Practitioner permeability and the resolution of practice uncertainties : a grounded theoretical perspective of supervision for allied health professionals

Harding, Deborah (2019) Practitioner permeability and the resolution of practice uncertainties : a grounded theoretical perspective of supervision for allied health professionals. (PhD thesis), St George's, University of London, .


This thesis provides a constructivist grounded theoretical perspective of supervision for three of the larger UK-registered allied health professions (AHPs): occupational therapy, physiotherapy and speech and language therapy. The third largest workforce in the UK NHS, AHPs are regulated by The Health and Care Professions’ Council whose Standards of Proficiency for Practice encourage supervision. There is a lack of agreement about supervision across health and social care professions’ literature and limited focus on AHP supervision.

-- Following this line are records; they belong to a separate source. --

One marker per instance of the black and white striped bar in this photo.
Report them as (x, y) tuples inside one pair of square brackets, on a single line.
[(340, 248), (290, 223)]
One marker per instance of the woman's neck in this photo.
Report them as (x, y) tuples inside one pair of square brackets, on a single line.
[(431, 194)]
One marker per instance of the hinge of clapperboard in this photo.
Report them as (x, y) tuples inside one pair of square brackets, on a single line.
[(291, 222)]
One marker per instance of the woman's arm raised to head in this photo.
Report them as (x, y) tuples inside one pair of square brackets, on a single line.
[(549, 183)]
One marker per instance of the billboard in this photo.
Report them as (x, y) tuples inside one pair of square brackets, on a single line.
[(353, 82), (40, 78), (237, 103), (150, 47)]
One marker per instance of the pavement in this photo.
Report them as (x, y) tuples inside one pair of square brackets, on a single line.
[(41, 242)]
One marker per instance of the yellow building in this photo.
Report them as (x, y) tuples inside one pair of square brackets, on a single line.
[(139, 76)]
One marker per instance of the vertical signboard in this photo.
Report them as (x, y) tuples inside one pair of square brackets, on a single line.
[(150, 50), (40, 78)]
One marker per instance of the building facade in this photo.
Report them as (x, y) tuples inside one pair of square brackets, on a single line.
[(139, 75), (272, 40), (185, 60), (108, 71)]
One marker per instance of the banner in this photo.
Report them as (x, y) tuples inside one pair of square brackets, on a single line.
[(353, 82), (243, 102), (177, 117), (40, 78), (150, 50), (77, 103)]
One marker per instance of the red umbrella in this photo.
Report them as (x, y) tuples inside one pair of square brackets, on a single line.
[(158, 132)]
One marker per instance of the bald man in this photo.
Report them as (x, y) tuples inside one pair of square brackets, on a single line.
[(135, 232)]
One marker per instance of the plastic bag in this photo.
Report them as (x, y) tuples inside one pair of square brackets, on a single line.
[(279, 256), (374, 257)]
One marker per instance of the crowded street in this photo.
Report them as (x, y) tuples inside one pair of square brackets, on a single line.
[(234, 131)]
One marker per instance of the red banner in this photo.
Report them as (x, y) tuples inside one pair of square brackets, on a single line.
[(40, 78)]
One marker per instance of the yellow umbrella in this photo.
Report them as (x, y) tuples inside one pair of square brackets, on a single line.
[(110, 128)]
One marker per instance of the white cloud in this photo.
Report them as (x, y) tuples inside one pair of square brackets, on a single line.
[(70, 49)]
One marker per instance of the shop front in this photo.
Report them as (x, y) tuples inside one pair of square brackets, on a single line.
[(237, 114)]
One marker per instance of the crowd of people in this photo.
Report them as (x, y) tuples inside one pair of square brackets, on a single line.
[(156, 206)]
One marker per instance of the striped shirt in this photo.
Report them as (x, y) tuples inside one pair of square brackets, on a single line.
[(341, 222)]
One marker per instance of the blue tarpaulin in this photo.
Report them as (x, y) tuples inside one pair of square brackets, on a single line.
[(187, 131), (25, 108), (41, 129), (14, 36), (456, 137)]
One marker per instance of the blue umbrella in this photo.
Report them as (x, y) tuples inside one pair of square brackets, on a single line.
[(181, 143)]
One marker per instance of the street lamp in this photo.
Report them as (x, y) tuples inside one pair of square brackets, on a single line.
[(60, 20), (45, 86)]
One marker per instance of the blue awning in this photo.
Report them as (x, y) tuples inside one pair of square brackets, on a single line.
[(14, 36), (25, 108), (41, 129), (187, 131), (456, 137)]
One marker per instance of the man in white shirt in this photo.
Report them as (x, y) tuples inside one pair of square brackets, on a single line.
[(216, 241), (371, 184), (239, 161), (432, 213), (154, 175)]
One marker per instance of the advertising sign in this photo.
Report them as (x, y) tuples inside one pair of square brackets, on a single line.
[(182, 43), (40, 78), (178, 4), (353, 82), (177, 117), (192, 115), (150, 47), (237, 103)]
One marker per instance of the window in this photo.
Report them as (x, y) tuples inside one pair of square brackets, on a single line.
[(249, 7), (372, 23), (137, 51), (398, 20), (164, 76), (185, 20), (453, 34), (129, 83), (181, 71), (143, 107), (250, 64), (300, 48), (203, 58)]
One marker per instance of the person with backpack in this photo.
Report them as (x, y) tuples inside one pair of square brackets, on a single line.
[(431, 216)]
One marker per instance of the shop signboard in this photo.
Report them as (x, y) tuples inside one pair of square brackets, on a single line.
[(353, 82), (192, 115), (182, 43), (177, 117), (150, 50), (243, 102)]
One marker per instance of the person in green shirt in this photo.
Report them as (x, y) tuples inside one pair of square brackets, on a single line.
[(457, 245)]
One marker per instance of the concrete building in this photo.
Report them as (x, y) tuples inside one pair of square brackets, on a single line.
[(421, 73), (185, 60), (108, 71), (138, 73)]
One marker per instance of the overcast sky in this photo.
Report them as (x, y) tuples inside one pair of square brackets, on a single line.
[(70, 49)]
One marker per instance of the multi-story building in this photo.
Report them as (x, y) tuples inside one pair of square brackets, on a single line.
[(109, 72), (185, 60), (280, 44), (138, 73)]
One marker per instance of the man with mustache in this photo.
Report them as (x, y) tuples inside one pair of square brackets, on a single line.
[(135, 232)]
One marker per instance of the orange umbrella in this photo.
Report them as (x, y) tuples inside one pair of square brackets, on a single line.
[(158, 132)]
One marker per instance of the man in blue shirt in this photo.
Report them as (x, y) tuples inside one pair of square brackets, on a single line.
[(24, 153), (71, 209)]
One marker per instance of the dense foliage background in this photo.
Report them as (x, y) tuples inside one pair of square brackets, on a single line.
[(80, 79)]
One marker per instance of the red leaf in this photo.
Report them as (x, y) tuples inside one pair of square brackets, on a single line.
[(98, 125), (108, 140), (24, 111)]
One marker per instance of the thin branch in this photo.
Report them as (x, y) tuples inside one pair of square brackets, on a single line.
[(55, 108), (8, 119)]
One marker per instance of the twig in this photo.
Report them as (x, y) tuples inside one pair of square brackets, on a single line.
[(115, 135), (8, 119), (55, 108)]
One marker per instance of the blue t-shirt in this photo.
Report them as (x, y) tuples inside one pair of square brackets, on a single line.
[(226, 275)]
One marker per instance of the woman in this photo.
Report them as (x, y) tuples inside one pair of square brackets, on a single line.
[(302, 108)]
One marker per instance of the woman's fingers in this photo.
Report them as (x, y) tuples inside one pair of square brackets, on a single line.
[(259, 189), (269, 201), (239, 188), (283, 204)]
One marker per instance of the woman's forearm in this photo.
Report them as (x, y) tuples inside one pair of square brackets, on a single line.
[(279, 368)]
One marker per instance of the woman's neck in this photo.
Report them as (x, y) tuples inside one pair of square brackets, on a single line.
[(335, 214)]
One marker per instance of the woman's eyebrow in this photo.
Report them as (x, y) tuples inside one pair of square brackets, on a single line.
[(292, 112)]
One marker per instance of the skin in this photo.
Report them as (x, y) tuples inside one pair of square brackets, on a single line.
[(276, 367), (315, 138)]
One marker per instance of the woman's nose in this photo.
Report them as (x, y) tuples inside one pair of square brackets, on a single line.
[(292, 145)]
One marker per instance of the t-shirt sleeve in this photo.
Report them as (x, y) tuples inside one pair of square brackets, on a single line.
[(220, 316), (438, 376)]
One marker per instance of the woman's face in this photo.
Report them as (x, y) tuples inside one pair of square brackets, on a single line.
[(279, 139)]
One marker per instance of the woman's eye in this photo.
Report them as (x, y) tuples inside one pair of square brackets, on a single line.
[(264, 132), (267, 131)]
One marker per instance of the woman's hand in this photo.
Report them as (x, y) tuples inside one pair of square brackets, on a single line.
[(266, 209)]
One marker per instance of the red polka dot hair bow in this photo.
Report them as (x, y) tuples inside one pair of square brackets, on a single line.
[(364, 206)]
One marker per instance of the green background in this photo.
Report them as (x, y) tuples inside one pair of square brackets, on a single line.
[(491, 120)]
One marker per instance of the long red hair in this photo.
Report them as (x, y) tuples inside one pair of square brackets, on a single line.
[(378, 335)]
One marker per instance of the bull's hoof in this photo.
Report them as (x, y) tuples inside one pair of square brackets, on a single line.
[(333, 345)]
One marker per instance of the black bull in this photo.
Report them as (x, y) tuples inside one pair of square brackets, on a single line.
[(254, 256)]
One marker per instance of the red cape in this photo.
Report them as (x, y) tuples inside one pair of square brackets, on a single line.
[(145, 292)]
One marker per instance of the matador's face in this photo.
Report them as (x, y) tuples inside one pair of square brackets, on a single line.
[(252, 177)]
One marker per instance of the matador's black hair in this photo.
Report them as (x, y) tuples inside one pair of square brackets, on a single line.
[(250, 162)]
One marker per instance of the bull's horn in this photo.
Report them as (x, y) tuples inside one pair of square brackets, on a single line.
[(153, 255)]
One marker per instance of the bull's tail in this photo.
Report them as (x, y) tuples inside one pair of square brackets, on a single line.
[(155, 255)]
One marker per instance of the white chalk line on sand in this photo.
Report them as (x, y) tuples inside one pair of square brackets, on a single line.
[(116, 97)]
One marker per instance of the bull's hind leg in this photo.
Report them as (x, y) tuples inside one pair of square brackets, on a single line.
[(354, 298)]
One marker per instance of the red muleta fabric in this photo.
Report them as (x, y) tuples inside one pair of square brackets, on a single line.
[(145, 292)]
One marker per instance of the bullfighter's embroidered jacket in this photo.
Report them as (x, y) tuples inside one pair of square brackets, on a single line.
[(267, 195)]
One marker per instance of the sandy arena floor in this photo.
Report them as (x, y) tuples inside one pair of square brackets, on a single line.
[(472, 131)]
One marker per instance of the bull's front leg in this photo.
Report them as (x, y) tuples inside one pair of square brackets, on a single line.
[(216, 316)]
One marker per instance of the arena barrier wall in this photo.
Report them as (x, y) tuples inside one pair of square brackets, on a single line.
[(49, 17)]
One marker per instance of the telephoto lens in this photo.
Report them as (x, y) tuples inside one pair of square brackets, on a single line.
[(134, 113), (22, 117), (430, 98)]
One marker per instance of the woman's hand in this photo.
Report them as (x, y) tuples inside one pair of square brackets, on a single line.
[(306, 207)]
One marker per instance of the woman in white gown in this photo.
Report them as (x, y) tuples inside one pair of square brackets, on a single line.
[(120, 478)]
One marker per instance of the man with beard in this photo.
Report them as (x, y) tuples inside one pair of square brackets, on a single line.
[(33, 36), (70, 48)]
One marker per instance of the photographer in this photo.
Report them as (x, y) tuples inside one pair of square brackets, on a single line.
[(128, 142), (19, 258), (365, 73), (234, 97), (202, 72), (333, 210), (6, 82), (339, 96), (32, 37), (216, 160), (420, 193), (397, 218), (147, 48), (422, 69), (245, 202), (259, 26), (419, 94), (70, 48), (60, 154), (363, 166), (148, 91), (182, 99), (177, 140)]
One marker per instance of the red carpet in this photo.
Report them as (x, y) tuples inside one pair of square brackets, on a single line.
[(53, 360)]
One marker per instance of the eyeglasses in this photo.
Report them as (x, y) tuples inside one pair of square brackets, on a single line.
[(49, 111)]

Nineteen therapists were interviewed. They spoke about career-long practice uncertainties. Some uncertainties arise because of practice demands and others, conceptualised as ‘platform for practice’ uncertainties, relate to therapists’ knowledge, skills, experiences and preferences. Socio-professional uncertainties may arise when a therapist compares herself with others. Uncertainties prompt therapists to share concerns, explore alternatives and adjust practice; activities regarded as practitioner recalibration. A therapist’s readiness for recalibration hinges on a constellation of behaviours and characteristics conceptualised as practitioner permeability; awareness, awareness-sharing, feedback-seeking, critical awareness, openness to alternatives and willingness to change. Supervision may be a place for recalibration, offering sanctuary for awareness-sharing and meta-practice opportunities to support learning and practice adjustments. From Dewey (1910) to Webster-Wright (2010), there is established interest in the relationship between uncertainty and learning. Through integration with this literature, practitioner uncertainties are conceptualised as opportunities for professional learning. In common with other 21st century researchers, including Dall’Alba (2009), a phenomenological being-in-the-world perspective is also considered, recognising that epistemological practice uncertainties of knowing-that and knowing-how are interwoven with ontological knowing-how-to-be. It follows that a practitioner values supervision which supports the resolution of both epistemological and ontological dimensions of her uncertainties. Having heard that therapists tend to develop supervision skills vicariously, there is scope for a stronger focus on the development of practitioner permeability and on recognising practice uncertainties as an opportunity for professional learning.